Mr. Nagin, who testified over two days, had claimed that he had little control over the contracting process, and described some of the payoffs as legitimate investments in his sons’ business. In one case involving a contractor’s $10,000 payment to Mr. Nagin’s sons, the jury agreed with Mr. Nagin. But they sided with the government on the rest — a total of illicit proceeds that the government put at half a million dollars.
“Our public servants pledge to provide honest services to the people of Southeast Louisiana,” said Kenneth Allen Polite Jr., the United States attorney for Louisiana’s Eastern District, in a statement after the verdict. “We are committed to bringing any politician who violates that obligation to justice.”
Mr. Nagin was elected in 2002 as an outsider dismissive of the old political machines. A cable TV executive with no prior governing experience, Mr.
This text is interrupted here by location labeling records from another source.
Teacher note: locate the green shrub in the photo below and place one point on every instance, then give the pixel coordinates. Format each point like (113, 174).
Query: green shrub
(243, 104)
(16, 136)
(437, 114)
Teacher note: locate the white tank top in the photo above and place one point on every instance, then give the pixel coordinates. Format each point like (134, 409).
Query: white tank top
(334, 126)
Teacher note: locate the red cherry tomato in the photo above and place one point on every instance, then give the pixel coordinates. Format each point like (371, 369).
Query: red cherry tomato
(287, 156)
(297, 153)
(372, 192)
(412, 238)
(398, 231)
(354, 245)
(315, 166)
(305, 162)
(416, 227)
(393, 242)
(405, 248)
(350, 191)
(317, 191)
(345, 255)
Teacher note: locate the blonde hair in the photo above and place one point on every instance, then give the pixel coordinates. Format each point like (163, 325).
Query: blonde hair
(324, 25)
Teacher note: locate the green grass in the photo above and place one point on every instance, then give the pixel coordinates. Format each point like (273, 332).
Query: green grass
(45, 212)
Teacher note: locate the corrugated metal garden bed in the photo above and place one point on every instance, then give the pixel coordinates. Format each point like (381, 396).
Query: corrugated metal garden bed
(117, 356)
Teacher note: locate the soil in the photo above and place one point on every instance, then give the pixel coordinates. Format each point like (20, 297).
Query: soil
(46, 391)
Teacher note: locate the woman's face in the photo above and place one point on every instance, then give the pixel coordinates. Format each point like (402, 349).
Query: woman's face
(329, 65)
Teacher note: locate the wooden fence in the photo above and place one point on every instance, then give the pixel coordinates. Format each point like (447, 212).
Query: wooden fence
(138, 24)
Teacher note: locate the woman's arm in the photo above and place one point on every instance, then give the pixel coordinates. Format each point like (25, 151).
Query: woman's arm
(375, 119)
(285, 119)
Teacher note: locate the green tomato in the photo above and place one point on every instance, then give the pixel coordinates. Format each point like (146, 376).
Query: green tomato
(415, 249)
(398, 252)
Nagin, a Democrat, was impatient with the stubborn rhythm of the city’s bureaucracy, a quality that endeared him to the media, reform advocates and upscale voters.
Of the city’s airport, he said in his first campaign that the city should “sell that sucker,” and many applauded his moxie. That he turned out to be much more adept at proposing big ideas than following through with them was something he acknowledged, and it became one of the qualities that most infuriated New Orleanians in the years following Katrina.
During his time on the witness stand, Mr. Nagin brought up Katrina several times, talking about how much work there was to be done in the recovery, how demanding his job was and how much pressure was put on the daily business of the city. But prosecutors turned this around, asking Mr. Nagin how he could eat expensive meals on the city credit card, or help a businessman get rid of steep tax bills in return for a trip on a private jet, when residents were hurting so badly. They also pointed out that some of the schemes predated the storm and continued after he left office in 2010.
Gary Clark, a political science professor at Dillard University in New Orleans, who as a Civil Service commissioner dealt with the mayor, dismissed any notion that the mayor did not know what he was doing.
“He’s a shrewd tactician,” he said of Mr. Nagin, pointing out how adeptly he had shifted from a largely white constituency in 2002 to largely black one in 2006. “You don’t win the mayorship of New Orleans by being naïve.”
Still, the inattention to detail for which Mr. Nagin was known seemed to form a part of his defense at trial.
From the witness stand, he testified that the extensive paper trail on which much of the case rested — calendar entries, tax filings, legal documents and city paperwork — was mostly handled by others, like accountants or assistants. His lawyer asked whether a person taking bribes would really be so careless as to leave such a record, behavior that brazenly flouts the wisdom shared by a former Louisiana governor, Earl K. Long: that one should never put in writing what one can convey in a smile, a nod or a wink.
Those who knew him say it is unsurprising.
“I think he may have been reckless,” said Oliver Thomas, a city councilman during Mr. Nagin’s term who pleaded guilty to taking a bribe in 2007.
Mr. Thomas raised a sentiment common among those who knew Mr. Nagin. While he may have been guilty of the charges, Mr. Thomas said, and may have known that his actions were against the law, Mr. Nagin may still question whether he truly did anything wrong.
Having spoken from the witness stand about a “300 percent cut in salary” when he left the private sector, some said Mr. Nagin may have preferred to maintain the lifestyle he had enjoyed in the corporate world.
“I think when he went into the government sector he could not remove his private sensibilities,” said Andre Perry, an activist and professor who was involved in public education issues during Mr. Nagin’s second term. “You just can’t do the things you did” in the private sector, he said.